If purely "latest state" has to be transferred to a client, the max amount of data which needs to be queued is always sizeof(state). now this gets again tricky, because the state could be big and completely resending it might also be expensive. So a compromise solution that is sometimes used is sending the client one snapshat of the complete state when connecting, and then falling back to sending events/diffs. If one client falls behind on processing diffs, the will likely reconnect and get a new starting point. Obviously also has its gotchas, since you don't want to get to a point where there's constant fetching of initial state which is most costly. But at least it limits the amount of data that is queued anywhere in the system to "whatever is required between 2 state snapshots".

toomim · on Feb 20, 2022

These are great insights by both Mnot and Josephg. I've followed up on this conversation on the HTTP working group mailing list:

https://lists.w3.org/Archives/Public/ietf-http-wg/2022JanMar...
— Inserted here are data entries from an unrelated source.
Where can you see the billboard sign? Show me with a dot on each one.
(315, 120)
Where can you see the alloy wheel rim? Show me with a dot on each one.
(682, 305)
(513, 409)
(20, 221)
thibauts · on Feb 20, 2022

Here is an event stream abstraction that has very strong semantics (exactly once in most cases) with simple usage examples, native HTTP and websockets APIs, strong atomicity and durability guarantees [1].

What it doesn’t have is clustering and a father that’s != null at marketing =]

[1] https://github.com/thibauts/styx

mmzeeman · on Feb 20, 2022

Very interesting. I've implemented something similar. It evolved out of the co-browsing solution I developed for the company I work for.

The solution uses mqtt. Clients subscribe to a topic on the server, and the server publishes patches to update the view. Patches can be incremental (patch against the last frame), cumulative (patch agains the last keyframe) or a new keyframe. It allows for server side rendered views. Multiple clients can subscribe to the same view and keep in sync. See: https://github.com/mmzeeman/zotonic_mod_teleview

mmzeeman · on Feb 20, 2022

An example proof of concept application: https://github.com/mmzeeman/zotonic_mod_doom_fire/

samwillis · on Feb 20, 2022

Did you consider using CRDTs for your document sync? It sounds like what you were implementing was somewhere between OTs and CRDTs and trying to create a standard event protocol for them?

CRDTs remove the need keeping track of all (or any just recent) revisions on the server as you would with OTs, your server can be stateless and just act as a message broker between clients.

Edit:

Should have followed your links, yes that’s exactly what you are doing.

https://braid.org/

jamil7 · on Feb 20, 2022

Thanks a lot for sharing this, it’s very relevant to my work at the moment.